If, like me, you’re scratching your head, the woman represents Virgo, the crown is Leo, and the feet is the moon. The final part of the puzzle is the sun, which passed through the alignment on 23 September, (allegedly) bringing with it destruction and suffering.

That obviously didn’t happen. but the man who claimed it would has now adopted a slightly different angle. Whilst the Anti Christ didn’t arrive and punish all the sinners, he says Saturday was actually the start of something much more catastrophic.

Doomsday writer David Meade told the Washington Post: “The world is not ending, but the world as we know it is ending.
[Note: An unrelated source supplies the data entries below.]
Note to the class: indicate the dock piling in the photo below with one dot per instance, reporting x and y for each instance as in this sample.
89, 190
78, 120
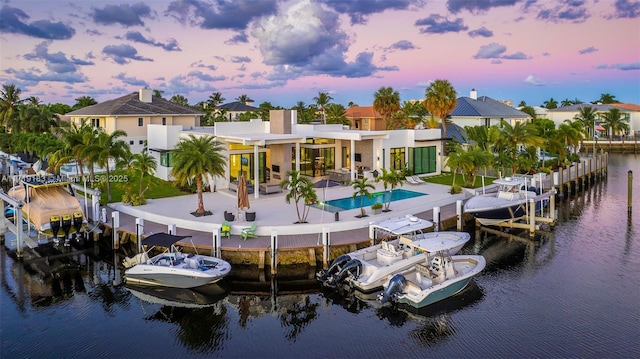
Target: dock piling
326, 243
459, 214
630, 192
274, 252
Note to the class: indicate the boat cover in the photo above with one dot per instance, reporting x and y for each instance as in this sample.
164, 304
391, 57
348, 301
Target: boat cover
162, 239
44, 202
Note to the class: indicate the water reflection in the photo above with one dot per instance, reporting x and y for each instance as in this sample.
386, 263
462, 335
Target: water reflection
179, 297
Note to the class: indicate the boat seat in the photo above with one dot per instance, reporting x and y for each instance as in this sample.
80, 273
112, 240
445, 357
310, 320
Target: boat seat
405, 240
192, 263
423, 276
436, 266
506, 196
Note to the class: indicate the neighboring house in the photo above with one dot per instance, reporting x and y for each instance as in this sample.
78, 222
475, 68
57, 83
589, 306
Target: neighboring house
484, 111
264, 151
365, 118
133, 113
631, 112
235, 109
541, 112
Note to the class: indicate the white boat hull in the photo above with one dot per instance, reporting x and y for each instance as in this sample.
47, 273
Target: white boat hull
381, 261
424, 287
178, 271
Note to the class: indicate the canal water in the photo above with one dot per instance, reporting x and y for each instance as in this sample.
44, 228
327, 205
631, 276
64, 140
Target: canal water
573, 292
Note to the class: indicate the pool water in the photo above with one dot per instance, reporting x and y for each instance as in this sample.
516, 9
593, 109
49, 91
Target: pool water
352, 203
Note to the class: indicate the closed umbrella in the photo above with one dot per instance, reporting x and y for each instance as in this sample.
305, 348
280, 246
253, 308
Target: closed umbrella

A major part of the world will not be the same the beginning of October.” Meade points towards the various hurricanes, earthquakes, and even the solar eclipse to justify his reasoning.

His prediction is based on a verse of the Bible and a numerical code found in the Book of Revelations, specifically the number 33. Jesus lived for 33 years. The name Elohim, which is the name of God for the Jews, is mentioned 33 times in the Bible. So Meade argues, 23rd September was exactly 33 days after the North American solar eclipse, and the day that a mysterious planet – X, also known as Nibiru – passes by Saturday, which was going to unleash a torrent of tsunamis, volcanic eruptions and earthquakes.

I hate to break it to Mr Meade, but Nasa has repeatedly denied that Nibiru exists, as astronomers would have definitely seen it by now. That’s fairly compelling logic.